Azure Databricks Setup: A deep dive into every option🕵️
I was working with a customer and their security team wanted to know everything about the Azure Databricks workspace setup.
I thought my musings would be useful and worth sharing with all of you!
I’ll be focusing on Azure Databricks but the concepts and fundamentals should apply to AWS, GCP and Terraform scripts!
The first place to start is to ensure that everyone is on the same page. That page is the Azure Databricks Administration Overview which can be found here: Azure Databricks administration introduction — Azure Databricks | Microsoft Learn
Here’s an excerpt from the link (but please read it fully when you get a chance):
To enable the account console and establish your first account admin, you’ll need to engage someone who has the Microsoft Entra ID (formerly Azure Active Directory) Global Administrator role.
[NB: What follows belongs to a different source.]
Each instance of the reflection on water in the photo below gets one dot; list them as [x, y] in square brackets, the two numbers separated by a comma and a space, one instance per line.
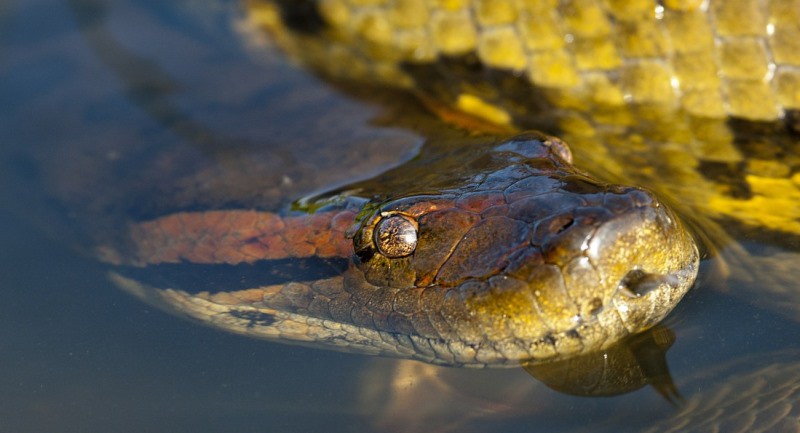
[81, 127]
For security purposes, only someone with the Microsoft Entra ID Global Administrator role has permissions to assign the first account admin role. After completing these steps, you can remove the Global Administrator from the Azure Databricks account.
The Global Administrator should use the following instructions:
1. Sign into your Azure Portal with your Global Admin credentials.
2. Go to accounts.azuredatabricks.net and sign in with Microsoft Entra ID. Azure Databricks automatically creates an account admin role for you.
3. Click User management.
4. Find and click the username of the user you want to delegate the account admin role to.
5. On the Roles tab, turn on Account admin.
Once another user has the account admin role, the Microsoft Entra ID Global Administrator no longer needs to be involved. The new account admin can remove the Global Administrator from the Azure Databricks account and assign other users the account admin role.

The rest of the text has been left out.